As conducting a randomised and controlled trial with randomisation according to the KT waiting times is challenging and against ethics, this retrospective observational study provides long-term, real-world data; nevertheless, inherently, it has several limitations. First, some crucial variables and confounders were not totally considered, as the NHIRD did not contain laboratory details and all patients’ characteristics, and as factors affecting waitlisting. The baseline heterogeneity and the unmeasured confounders may have affected the outcomes, despite the use of statistically adjusted analyses. For example, confounders in retrospective observational studies may result from selection bias, inaccurate and unavailable data, unfair allocation, unequal baseline characteristics and unrecorded events. Second, we did not separate domestic and overseas KTs for the analysis30; at the time of this study, we were unaware of the overseas KT failures in some patients. Third, factors such as post-KT complications, immunosuppressive drugs, lifestyle conditions (ie, cigarette smoking) and achievements of therapeutic goals were not analysed. We highlight it should be limited to generalise the results to all KT patients. Fourth, the duration between the KT and ESRD might not be entirely accurate, using the record dates of the medical codes. Dialysis treatments were warranted during the waiting time for KT. Finally, the causes of mortality were not fully obtained (for example, some patients died of cancers, infections or cardiovascular diseases).
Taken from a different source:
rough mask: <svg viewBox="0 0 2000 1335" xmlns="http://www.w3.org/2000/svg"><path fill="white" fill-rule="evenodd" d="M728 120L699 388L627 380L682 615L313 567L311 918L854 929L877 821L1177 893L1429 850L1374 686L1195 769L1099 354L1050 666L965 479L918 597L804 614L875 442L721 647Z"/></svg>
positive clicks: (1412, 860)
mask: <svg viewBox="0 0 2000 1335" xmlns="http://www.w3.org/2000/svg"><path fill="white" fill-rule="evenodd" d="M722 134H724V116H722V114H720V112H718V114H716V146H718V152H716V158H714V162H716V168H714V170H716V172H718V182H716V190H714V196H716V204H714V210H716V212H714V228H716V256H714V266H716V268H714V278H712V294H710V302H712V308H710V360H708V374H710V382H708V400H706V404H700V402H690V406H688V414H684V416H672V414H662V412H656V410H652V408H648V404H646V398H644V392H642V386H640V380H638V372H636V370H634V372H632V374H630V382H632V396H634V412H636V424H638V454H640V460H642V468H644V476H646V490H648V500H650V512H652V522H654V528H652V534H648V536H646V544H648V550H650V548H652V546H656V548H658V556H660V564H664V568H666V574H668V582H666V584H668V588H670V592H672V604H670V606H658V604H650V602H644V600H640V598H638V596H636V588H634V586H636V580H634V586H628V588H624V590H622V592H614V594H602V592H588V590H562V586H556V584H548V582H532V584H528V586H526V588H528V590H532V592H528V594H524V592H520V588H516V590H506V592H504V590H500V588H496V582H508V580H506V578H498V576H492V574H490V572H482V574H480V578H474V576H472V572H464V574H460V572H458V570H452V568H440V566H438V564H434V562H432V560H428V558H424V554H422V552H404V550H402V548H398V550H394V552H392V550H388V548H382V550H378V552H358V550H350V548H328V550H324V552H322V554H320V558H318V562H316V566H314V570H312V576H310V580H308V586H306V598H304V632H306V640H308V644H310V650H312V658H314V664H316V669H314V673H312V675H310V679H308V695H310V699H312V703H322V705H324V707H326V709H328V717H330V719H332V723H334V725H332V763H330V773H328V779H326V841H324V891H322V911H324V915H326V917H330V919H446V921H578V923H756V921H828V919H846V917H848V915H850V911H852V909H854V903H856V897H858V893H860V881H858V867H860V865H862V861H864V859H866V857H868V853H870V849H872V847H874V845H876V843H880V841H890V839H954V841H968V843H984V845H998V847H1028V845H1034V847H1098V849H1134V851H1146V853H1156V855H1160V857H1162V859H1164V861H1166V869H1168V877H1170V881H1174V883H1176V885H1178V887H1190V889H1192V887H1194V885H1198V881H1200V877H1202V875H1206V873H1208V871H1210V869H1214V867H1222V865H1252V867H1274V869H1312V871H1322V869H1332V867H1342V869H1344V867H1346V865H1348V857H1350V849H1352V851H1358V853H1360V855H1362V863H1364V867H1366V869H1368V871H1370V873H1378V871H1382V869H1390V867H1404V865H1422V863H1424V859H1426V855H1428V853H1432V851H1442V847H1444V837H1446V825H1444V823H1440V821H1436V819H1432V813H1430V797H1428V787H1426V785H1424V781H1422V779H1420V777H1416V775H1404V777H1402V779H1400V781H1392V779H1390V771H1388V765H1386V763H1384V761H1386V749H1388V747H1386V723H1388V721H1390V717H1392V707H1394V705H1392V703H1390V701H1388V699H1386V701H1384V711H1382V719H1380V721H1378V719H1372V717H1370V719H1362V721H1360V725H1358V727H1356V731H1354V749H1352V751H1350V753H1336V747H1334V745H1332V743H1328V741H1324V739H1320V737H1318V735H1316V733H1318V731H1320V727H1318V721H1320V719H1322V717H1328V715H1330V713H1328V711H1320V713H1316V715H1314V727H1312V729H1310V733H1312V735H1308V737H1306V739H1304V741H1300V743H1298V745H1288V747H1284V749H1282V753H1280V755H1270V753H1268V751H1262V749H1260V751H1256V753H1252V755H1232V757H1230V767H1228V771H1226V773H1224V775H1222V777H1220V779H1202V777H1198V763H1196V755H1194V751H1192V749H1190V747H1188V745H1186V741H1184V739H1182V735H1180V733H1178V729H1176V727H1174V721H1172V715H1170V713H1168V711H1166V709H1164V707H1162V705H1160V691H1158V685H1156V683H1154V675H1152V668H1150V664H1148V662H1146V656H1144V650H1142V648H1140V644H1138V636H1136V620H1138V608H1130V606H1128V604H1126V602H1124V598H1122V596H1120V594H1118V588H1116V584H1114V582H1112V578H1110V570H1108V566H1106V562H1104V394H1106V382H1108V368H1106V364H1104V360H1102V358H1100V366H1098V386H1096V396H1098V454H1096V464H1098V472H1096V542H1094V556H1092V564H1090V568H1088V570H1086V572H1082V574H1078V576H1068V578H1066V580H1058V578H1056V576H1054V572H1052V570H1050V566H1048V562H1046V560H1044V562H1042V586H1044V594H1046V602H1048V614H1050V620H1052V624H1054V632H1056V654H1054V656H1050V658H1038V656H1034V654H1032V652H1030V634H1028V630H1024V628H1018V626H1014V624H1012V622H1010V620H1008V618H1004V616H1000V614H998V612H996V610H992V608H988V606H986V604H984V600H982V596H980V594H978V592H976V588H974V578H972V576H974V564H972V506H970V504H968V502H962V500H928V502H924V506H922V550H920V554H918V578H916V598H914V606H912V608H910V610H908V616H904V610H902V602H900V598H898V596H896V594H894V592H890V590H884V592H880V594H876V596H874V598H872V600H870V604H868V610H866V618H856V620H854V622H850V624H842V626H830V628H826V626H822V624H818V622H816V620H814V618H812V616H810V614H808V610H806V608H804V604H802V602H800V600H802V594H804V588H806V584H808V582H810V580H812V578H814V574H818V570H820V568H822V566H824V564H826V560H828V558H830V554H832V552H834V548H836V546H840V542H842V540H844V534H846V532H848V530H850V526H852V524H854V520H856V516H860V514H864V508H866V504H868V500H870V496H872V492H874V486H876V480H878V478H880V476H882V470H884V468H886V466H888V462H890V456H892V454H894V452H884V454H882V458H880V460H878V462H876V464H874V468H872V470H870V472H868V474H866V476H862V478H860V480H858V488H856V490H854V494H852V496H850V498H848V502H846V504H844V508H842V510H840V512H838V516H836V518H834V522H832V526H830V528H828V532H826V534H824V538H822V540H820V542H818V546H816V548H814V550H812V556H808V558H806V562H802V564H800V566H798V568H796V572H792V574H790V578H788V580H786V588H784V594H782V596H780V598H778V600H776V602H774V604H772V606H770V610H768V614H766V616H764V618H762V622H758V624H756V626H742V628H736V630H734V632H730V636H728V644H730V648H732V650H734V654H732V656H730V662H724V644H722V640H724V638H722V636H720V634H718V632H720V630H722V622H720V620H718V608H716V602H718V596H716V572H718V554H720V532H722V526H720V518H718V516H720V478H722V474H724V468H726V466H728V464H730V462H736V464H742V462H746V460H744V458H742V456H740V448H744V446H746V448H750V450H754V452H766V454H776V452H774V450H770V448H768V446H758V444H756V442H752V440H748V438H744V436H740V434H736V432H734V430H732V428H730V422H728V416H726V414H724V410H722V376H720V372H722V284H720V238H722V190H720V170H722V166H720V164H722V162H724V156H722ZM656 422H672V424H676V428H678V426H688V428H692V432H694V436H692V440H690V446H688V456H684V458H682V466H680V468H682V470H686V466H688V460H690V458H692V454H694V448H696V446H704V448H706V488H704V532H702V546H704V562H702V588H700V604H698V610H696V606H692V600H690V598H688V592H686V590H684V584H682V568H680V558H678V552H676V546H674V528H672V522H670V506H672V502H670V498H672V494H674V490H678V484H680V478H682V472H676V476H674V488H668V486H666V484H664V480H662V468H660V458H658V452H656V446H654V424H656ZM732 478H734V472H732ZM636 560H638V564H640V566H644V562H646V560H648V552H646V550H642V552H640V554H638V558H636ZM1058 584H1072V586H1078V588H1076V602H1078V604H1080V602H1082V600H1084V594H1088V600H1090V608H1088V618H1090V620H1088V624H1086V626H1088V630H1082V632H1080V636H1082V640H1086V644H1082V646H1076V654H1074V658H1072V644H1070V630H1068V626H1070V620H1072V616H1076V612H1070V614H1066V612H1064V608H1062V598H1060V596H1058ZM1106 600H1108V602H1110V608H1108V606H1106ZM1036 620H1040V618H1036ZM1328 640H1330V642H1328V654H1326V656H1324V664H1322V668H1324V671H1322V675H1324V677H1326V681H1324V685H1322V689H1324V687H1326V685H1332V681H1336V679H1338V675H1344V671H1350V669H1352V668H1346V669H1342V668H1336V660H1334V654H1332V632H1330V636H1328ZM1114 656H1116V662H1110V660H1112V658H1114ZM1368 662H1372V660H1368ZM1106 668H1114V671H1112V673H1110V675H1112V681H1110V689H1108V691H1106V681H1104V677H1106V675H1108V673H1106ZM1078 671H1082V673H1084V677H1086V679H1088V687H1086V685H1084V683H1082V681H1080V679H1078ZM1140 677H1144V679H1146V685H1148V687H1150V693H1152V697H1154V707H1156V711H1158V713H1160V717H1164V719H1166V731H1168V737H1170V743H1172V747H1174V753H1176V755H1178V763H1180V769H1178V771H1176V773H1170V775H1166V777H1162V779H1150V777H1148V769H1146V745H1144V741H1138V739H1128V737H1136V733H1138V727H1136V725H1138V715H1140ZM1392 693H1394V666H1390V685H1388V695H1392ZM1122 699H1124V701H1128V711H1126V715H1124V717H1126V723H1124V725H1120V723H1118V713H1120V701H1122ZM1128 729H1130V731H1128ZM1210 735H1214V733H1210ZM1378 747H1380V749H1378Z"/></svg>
In conclusion, the present data reveal notable differences in the long-term cardiovascular outcomes among groups with stratified KT waiting times after ESRD in selected patients receiving uncomplicated KT. Compared with late uncomplicated KT, early uncomplicated KT is strongly associated with superior clinical and survival outcomes; if this association is assumed to be causal, these data suggest that KT should be performed as early as possible in eligible patients with ESRD, and that the shortage of kidney donors needs to be addressed with urgency.